Note: setting the VALIDATION_STRINGENCY=SILENT is probably not ideal, but for now it is necessary because samtools isn't putting the length of the reference sequence into the header, which is expected by Picard. You get an error about the first read having a coordinate outside of the range of the reference sequence which has a length of 0. If you use Picard to somehow fix the header given the reference sequence this should work without telling it not to validate your sequence.

Also Note: The current sam alignment for a chimeric read shows the fragment starting at the left-most coordinate. Since the rest of the sequence occurs before the left most coordinate I use a soft clipping for the remainder of the sequence. This does not effect the output fastq file generated by the above method, but when you are looking at the alignment in samtools tview you will see some sequences as short as 1 nucleotide. This is normal, and doesn't mean that the actual sam records are that short.

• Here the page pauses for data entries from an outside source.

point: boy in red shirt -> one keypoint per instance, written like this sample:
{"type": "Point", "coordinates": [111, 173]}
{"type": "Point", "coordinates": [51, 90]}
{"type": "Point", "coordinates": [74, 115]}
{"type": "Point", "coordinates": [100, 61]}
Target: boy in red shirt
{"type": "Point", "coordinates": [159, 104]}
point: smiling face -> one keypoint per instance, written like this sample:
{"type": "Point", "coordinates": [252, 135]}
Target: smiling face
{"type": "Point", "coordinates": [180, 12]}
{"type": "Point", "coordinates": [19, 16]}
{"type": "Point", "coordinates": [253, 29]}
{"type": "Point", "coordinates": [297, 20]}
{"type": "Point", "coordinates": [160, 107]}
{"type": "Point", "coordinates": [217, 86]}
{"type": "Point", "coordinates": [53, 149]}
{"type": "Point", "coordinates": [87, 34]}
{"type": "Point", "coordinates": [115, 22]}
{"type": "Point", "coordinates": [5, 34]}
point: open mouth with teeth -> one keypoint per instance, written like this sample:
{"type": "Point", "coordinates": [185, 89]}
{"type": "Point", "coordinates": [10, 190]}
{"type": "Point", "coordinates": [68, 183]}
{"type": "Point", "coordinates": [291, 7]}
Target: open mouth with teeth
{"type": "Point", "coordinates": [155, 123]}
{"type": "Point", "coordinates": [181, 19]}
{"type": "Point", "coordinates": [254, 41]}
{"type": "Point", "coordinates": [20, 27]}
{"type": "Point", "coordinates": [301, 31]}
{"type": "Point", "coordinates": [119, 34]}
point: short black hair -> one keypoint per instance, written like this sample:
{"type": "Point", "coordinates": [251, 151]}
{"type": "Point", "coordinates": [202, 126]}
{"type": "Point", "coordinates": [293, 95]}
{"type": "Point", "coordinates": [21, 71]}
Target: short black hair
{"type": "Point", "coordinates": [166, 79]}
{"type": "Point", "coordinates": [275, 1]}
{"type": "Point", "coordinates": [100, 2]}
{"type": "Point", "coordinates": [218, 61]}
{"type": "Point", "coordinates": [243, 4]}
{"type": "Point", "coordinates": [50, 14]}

When producing chimeric reads, samtools doesn't currently allow you to view the backwards jumps that occur. Doing so would involve a '-xN' operation on a cigar string. I added a custom tag ('YC:Z:[CIGAR]') at the end of each sam string that shows either a normal cigar string if the read can be represented with one, or a custom cigar string that allows for negative jumps needed to represent chimeric reads if the read is chimeric. Here is an example of what a chimeric read's tag would look like `YC:Z:97M-4996N3M` while a non-chimeric read would have a normal cigar string in its tag like: `YC:Z:100M`. To reconstruct a chimeric read, you start at the start coordinate for the read which corresponds to the left most coordinate, then you proceed for the number of matches 'M', then you jump the specified number of positions from your current location, in this case -4996, and finally proceed with the remaining CIGAR string. Right now since I don't add indels to the data, this string will either be a match or one of these chimeric jumps.